Léa Philippe espère sauver le Festival des arts de ruelle, dont elle est la directrice générale, en lançant une campagne de socio-financement.
Photo: Valérian Mazataud Le Devoir Léa Philippe espère sauver le Festival des arts de ruelle, dont elle est la directrice générale, en lançant une campagne de socio-financement.

« À moins d’un miracle, le FAR va disparaître. » Ne recevant pas un sou du gouvernement provincial cette année, son principal bailleur de fonds, le Festival des arts de ruelle pourrait bien connaître sa toute dernière édition à Montréal cet été. À court de solutions, sa directrice générale lance un cri du coeur, espérant sauver son festival.

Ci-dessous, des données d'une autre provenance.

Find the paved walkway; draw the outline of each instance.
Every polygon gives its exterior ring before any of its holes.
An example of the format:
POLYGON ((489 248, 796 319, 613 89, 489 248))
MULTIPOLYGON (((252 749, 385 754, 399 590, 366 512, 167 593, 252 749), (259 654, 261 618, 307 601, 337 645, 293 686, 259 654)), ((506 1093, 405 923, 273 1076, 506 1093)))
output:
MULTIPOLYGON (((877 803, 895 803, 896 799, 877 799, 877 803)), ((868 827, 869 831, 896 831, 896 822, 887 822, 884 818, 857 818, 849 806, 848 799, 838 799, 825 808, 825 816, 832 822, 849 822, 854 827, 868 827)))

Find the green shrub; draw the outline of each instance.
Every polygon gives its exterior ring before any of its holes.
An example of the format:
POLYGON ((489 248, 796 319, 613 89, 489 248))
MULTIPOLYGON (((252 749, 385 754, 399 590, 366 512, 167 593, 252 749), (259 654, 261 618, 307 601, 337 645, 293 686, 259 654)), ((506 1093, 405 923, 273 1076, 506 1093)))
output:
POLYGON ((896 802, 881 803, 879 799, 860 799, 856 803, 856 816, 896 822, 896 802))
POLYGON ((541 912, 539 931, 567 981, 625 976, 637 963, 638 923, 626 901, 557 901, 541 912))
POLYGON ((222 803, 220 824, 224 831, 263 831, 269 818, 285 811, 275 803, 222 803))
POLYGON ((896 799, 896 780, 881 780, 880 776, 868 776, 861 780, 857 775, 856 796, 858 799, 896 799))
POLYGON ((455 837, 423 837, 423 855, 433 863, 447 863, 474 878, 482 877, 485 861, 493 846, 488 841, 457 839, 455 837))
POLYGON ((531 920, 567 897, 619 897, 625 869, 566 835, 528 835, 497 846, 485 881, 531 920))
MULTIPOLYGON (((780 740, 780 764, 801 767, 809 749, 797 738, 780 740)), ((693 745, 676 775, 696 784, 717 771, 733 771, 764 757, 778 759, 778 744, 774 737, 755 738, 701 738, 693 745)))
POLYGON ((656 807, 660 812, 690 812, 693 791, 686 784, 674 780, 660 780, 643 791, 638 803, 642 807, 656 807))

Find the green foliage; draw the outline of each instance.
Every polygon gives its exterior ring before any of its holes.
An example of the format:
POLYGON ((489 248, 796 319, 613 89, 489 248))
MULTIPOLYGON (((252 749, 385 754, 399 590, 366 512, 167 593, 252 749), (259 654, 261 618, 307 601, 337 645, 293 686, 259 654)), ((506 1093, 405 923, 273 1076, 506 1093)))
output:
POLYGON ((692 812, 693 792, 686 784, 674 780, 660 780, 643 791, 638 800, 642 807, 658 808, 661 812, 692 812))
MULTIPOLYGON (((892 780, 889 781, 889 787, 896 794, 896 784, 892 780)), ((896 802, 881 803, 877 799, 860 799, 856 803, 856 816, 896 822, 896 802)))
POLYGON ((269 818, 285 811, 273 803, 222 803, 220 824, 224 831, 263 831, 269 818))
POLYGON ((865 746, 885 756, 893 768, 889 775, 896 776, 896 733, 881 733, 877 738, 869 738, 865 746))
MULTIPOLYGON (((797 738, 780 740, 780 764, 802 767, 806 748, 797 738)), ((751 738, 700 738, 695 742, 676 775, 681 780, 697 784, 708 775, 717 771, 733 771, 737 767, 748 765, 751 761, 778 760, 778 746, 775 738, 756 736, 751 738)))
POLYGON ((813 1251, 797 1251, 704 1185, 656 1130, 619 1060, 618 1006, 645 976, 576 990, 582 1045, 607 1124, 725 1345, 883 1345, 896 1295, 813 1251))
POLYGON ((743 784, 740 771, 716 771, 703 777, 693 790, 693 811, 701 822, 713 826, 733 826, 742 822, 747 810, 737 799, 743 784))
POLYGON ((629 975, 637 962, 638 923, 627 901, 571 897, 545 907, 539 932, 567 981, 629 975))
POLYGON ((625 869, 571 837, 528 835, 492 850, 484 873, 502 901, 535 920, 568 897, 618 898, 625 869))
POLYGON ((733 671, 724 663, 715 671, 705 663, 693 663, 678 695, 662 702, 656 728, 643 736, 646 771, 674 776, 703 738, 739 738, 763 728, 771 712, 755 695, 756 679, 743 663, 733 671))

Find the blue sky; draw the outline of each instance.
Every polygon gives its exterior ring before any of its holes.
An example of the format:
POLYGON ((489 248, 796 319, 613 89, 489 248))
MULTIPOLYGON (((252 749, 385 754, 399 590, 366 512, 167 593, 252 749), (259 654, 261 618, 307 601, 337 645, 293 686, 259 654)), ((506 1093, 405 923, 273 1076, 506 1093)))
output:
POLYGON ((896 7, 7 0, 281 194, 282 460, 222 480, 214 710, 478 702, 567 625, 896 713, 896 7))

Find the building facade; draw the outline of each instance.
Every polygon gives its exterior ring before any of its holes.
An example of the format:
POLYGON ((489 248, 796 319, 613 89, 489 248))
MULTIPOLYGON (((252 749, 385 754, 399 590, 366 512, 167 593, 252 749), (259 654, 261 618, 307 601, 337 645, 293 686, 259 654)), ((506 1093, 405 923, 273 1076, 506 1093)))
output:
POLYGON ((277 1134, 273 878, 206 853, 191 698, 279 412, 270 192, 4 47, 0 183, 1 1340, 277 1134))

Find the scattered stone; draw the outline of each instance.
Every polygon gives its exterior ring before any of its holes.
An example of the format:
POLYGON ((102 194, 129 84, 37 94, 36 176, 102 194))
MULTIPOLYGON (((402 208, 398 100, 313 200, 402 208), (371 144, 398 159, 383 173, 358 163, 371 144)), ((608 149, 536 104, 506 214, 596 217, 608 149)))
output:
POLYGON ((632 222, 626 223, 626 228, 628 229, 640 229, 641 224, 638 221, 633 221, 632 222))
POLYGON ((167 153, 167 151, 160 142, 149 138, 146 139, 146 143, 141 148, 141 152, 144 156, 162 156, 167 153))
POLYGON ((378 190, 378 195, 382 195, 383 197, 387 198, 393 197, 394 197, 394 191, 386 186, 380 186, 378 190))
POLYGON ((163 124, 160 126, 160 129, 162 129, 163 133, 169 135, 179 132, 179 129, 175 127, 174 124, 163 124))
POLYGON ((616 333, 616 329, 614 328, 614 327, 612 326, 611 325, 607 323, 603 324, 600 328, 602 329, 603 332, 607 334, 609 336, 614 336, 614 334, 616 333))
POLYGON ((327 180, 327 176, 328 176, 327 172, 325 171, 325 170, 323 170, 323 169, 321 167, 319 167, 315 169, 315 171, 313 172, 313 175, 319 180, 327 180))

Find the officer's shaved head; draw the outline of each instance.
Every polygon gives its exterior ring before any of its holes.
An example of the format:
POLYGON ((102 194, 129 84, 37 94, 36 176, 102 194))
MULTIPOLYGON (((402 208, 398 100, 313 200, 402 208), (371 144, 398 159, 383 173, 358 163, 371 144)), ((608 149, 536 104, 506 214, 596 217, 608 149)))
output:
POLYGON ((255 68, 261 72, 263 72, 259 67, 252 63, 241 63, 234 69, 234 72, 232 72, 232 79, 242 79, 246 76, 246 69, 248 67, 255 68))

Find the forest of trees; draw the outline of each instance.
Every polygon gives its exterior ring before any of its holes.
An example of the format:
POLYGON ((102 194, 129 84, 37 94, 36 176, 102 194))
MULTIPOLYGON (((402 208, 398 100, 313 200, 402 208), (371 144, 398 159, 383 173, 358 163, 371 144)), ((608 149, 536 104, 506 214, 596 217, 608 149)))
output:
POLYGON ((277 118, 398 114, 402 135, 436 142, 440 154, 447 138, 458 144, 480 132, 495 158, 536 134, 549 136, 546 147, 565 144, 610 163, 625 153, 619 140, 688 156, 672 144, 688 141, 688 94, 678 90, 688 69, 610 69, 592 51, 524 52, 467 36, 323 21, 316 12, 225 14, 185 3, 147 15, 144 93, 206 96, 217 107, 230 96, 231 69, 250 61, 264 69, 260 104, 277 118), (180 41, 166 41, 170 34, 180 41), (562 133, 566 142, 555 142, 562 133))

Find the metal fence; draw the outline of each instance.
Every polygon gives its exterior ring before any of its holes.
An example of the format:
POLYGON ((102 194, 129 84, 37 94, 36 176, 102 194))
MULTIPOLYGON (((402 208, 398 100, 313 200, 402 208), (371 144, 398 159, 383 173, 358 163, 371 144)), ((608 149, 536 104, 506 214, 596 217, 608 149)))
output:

« Mon deuil a commencé, même si, au fond de moi, j’ai du mal à y croire », laisse tomber Léa Philippe. L’émotion la gagne rien que d’admettre à haute voix la fin imminente de ce projet qu’elle porte à bout de bras depuis huit ans. « On va lancer une campagne de sociofinancement bientôt, mais je doute qu’on récupère les quelque 150 000 $ qu’on a en moins comparativement à l’an dernier. »

Né d’une initiative citoyenne, le FAR rassemble chaque année chanteurs, danseurs, échassiers et acrobates dans des ruelles de Montréal pour faire découvrir, gratuitement, les arts de rue aux citoyens. Popularisé pendant la pandémie, lorsque les spectacles en salles étaient mis sur pause, l’événement a pris de l’expansion. Il compte désormais plus de 300 artistes et investit neuf quartiers de la métropole.

Pour offrir une telle programmation, le FAR a bénéficié pendant trois ans de l’aide d’urgence pour les artistes et organismes culturels, mis en place durant la pandémie par Québec. En 2023, le festival a reçu le soutien du Conseil des arts et des lettres du Québec (CALQ) à travers un nouveau programme aidant la « présentation d’oeuvres dans l’espace public » et pour lequel Léa Philippe a longtemps milité.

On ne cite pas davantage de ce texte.